Pirating by the Numbers
Each year, the amount of online piracy rises substantially with over 95 percent of all music downloads being performed illegally. According to the International Chamber of Commerce, international piracy drained $1 trillion dollars from the global economy while eliminating over 2.5 million jobs. An estimated 327 million Internet users engage in infringement of online content at least once a month.
Illegal movie downloads are so significant that Netflix monitors them to determine which movies to add to its programming options. Clearly, illegally obtaining entertainment and software online has become a significant part of Internet culture.
How does this affect you?
If you’re searching for a way that you’re directly affected by others pirating, there’s not going to be a glaring answer. And the days of worrying about being hauled off to jail for illegally downloading the new Maroon 5 song are past, so that’s not the direct threat either.

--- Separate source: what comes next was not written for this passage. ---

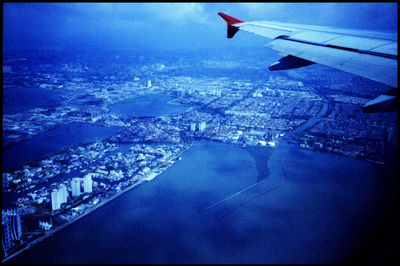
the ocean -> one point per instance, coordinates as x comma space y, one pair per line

There are few instances in which someone has pirated content and experienced a tangible cost because of it. Aside from losing a lawsuit, which can cost upwards of $675,000, there are not many ways in which you will lose a substantial amount by illegally pursuing online content.
But you can certainly see the far-reaching impacts on consumers. When you download something illegally, it removes income from the creator and distributors’ pockets, regardless of how miniscule an amount. This leads to employees losing their jobs due to lack of sales in their business, reducing these people’s spending power and financial contributions to the economy. A lack of spending causes prices to rise to make up the difference, which means you have to spend more money for basic supplies.
Beyond this, illegally downloading content over an unsecured server opens you up to the risk of getting malware and other harmful programs on your computer. This isn’t only detrimental to your computer and the files on it, but you’ll likely end up spending money to have the harmful software removed.
What about the future?
Most content creators have little recourse when it comes to pursuing people who pirate their content. As the Internet expands and new software programs emerge, there is not much to be done to control Internet piracy. If bit torrents and similar download services were shut down, some crafty user would develop another way to download things illegally. Just take a look at the history of music downloading services, dating back to Napster.
Most businesses already recognize this, and have adapted accordingly. Sites like Netflix have used lowering prices and convenience to combat piracy. Streaming music sites like Pandora and Spotify made music more accessible and piracy unnecessary for many people, while iTunes provides individual songs or full albums at affordable rates. In some ways, piracy helped people save money by forcing industries to lower prices.
Does the fact that businesses are adjusting to accommodate online piracy make it right? Probably not. But whether or not it is morally acceptable has clearly had no impact on preventing people from doing it.